Féverole : du champ à l’usine, la filière prend forme
Nos usines Le 27/03/2026Saint Louis Sucre mène l’expérimentation de la féverole jusqu’à la trituration des graines. Un an après l’inauguration de l’usine de trituration de féverole de Südzucker en Allemagne, où en est le dispositif ?
Saint Louis Sucre entame sa troisième année d’expérimentation de la féverole. La démarche dépasse les seuls essais agronomiques : elle explore toute la chaîne de valeur, jusqu’à la transformation industrielle de la graine.
En France, le dispositif reste encore pilote puisque quelques centaines d’hectares de féverole sont cultivés dans ce cadre depuis 2024.

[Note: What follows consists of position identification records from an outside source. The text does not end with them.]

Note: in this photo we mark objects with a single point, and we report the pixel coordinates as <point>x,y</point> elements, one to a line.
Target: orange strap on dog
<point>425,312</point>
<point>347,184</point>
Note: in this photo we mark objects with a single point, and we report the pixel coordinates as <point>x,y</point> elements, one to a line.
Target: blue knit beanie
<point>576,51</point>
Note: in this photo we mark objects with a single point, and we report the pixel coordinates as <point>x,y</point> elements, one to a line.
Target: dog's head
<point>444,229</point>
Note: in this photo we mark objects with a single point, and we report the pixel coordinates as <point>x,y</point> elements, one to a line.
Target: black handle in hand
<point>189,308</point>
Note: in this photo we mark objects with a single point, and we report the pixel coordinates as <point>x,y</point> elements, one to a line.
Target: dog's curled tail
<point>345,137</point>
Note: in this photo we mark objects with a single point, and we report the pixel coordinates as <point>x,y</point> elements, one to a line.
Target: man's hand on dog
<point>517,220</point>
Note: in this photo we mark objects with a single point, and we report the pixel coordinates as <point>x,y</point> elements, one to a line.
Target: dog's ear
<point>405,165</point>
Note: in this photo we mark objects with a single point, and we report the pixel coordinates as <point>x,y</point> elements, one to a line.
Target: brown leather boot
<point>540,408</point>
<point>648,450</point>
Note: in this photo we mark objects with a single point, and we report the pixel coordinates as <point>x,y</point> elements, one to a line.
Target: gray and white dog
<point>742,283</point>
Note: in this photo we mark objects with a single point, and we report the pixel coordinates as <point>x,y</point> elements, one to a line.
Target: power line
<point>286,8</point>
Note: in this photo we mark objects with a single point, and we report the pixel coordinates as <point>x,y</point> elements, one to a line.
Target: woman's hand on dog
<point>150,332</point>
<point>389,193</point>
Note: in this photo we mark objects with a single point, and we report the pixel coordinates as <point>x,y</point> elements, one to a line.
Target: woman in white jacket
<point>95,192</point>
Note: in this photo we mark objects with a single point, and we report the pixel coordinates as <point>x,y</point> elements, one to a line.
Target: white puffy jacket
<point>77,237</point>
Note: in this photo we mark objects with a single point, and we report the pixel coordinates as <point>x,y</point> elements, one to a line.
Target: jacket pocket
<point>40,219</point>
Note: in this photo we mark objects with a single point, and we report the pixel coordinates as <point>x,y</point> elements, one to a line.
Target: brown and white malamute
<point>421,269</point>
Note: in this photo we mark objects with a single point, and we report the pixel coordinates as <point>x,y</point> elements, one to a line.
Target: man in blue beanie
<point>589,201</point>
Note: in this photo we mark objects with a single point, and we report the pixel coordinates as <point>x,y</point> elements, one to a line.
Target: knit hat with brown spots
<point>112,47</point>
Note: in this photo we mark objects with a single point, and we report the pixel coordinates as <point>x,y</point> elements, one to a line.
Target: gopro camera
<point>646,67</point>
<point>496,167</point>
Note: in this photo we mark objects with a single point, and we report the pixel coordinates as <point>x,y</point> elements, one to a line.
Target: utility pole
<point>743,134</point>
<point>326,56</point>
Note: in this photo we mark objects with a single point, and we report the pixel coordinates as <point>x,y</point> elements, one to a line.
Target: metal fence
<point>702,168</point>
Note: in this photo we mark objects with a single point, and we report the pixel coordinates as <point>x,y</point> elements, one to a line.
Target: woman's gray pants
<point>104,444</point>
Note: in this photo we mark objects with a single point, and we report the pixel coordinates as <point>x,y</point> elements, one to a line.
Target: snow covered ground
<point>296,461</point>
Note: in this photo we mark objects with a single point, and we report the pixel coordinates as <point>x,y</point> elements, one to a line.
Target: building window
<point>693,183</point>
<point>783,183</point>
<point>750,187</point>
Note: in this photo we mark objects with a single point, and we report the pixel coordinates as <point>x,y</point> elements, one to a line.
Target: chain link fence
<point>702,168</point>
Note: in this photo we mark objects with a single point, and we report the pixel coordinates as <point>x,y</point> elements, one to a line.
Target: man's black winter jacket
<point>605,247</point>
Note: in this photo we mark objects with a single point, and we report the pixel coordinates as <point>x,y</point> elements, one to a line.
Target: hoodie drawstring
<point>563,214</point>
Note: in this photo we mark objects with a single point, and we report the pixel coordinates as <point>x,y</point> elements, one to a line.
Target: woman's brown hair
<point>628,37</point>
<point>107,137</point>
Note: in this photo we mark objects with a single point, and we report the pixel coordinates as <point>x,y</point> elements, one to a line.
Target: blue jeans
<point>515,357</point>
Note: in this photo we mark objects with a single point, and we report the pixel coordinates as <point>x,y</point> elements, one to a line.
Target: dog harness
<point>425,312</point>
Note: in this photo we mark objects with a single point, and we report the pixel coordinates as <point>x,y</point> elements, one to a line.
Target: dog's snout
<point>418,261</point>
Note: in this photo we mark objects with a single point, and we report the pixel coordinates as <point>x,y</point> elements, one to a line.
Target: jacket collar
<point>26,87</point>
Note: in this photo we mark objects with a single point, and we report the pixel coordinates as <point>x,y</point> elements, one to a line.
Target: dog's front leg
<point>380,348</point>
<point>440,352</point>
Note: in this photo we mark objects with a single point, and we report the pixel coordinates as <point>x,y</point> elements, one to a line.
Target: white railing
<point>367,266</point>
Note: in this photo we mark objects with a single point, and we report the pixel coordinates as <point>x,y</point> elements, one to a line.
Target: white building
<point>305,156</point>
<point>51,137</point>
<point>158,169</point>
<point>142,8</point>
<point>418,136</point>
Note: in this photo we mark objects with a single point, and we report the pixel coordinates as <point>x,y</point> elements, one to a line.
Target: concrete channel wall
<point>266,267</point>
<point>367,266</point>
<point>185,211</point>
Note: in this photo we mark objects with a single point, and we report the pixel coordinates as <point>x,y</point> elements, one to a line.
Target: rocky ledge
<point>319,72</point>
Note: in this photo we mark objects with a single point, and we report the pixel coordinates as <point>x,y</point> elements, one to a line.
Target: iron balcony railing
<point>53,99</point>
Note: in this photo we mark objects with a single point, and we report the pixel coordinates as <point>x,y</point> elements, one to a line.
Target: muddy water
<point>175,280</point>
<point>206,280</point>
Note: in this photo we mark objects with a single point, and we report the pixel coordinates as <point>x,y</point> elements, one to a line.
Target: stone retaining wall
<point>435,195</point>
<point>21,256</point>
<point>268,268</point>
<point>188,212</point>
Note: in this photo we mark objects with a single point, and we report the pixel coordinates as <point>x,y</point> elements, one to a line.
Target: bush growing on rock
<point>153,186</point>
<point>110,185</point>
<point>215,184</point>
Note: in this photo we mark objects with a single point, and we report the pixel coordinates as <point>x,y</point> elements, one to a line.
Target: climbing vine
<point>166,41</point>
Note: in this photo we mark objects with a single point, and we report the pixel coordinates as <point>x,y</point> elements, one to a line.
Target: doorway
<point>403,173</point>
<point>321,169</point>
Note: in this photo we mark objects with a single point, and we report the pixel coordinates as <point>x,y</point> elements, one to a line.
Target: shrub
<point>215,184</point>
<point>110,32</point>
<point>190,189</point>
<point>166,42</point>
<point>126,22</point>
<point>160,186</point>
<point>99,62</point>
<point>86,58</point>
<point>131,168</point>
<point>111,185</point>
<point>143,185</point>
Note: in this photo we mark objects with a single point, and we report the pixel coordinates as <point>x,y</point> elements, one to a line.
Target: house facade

Toutefois, la trituration des graines est déjà mise en œuvre à l’échelle industrielle en Allemagne. Notre groupe Südzucker, via sa filiale Beneo, inaugurait en avril 2025 notre usine localisée à Offstein.

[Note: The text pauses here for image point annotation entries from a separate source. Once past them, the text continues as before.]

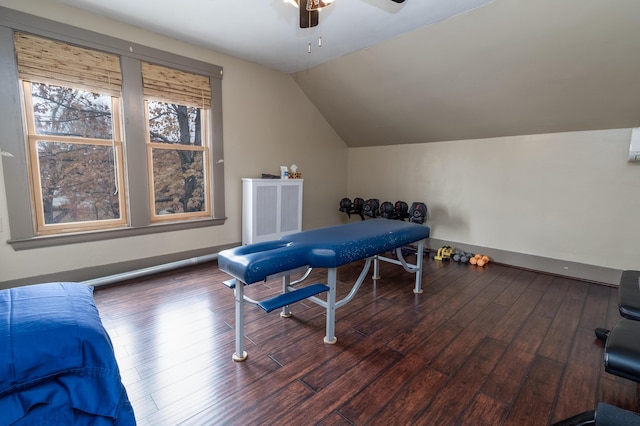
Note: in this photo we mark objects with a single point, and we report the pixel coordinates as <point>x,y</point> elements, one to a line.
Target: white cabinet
<point>271,208</point>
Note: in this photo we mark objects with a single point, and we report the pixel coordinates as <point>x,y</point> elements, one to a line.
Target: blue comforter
<point>57,364</point>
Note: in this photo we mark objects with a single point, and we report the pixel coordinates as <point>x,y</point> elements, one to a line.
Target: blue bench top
<point>319,248</point>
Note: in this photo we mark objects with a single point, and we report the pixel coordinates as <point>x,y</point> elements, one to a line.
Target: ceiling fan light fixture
<point>318,4</point>
<point>311,4</point>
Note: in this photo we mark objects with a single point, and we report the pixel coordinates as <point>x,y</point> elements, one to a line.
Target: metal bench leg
<point>330,338</point>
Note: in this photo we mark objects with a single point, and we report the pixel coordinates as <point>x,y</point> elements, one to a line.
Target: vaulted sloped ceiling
<point>429,70</point>
<point>512,67</point>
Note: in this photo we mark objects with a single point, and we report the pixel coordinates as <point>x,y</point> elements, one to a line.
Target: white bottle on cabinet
<point>271,208</point>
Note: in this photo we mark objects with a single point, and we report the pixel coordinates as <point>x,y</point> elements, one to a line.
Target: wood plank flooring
<point>481,346</point>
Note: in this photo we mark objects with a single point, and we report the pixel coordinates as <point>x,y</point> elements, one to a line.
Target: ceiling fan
<point>309,15</point>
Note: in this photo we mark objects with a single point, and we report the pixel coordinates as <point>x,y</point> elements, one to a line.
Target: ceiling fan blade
<point>308,18</point>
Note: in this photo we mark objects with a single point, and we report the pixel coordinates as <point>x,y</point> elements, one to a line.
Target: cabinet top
<point>272,180</point>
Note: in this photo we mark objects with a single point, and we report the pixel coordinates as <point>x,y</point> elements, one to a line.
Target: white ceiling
<point>267,31</point>
<point>428,70</point>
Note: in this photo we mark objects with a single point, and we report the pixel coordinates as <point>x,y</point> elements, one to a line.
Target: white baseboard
<point>598,274</point>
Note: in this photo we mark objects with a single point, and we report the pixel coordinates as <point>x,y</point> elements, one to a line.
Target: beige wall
<point>259,136</point>
<point>567,196</point>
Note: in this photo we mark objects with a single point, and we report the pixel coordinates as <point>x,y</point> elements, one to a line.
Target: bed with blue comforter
<point>57,365</point>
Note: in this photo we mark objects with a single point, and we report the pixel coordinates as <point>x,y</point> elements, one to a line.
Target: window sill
<point>85,237</point>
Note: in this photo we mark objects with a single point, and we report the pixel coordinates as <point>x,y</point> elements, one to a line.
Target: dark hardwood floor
<point>481,346</point>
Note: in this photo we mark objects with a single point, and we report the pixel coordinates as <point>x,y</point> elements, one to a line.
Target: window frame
<point>15,169</point>
<point>204,149</point>
<point>32,140</point>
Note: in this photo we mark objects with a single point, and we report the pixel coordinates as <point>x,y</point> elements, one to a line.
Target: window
<point>74,141</point>
<point>85,117</point>
<point>177,117</point>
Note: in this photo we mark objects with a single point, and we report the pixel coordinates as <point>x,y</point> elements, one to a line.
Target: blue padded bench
<point>291,297</point>
<point>327,248</point>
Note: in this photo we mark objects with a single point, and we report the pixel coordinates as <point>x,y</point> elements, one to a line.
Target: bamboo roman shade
<point>175,86</point>
<point>55,62</point>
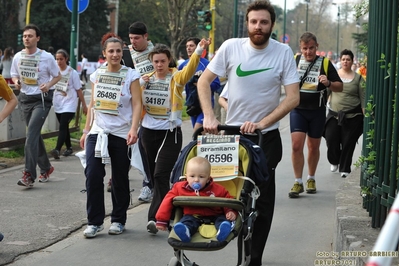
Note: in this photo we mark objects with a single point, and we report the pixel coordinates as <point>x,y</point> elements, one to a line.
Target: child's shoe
<point>224,231</point>
<point>182,232</point>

Une production ancrée dans les bassins locaux
Cette usine s’approvisionne principalement dans les régions agricoles situées dans un rayon d’environ 120 kilomètres autour du site.
Le programme conduit en France s’inscrit donc dans cette même logique de structuration progressive d’une filière locale. Les surfaces pilotes permettent d’évaluer la place que pourrait prendre la féverole dans les rotations, d’alimenter la réflexion industrielle et la maturité des marchés pour les nouveaux ingrédients alimentaires.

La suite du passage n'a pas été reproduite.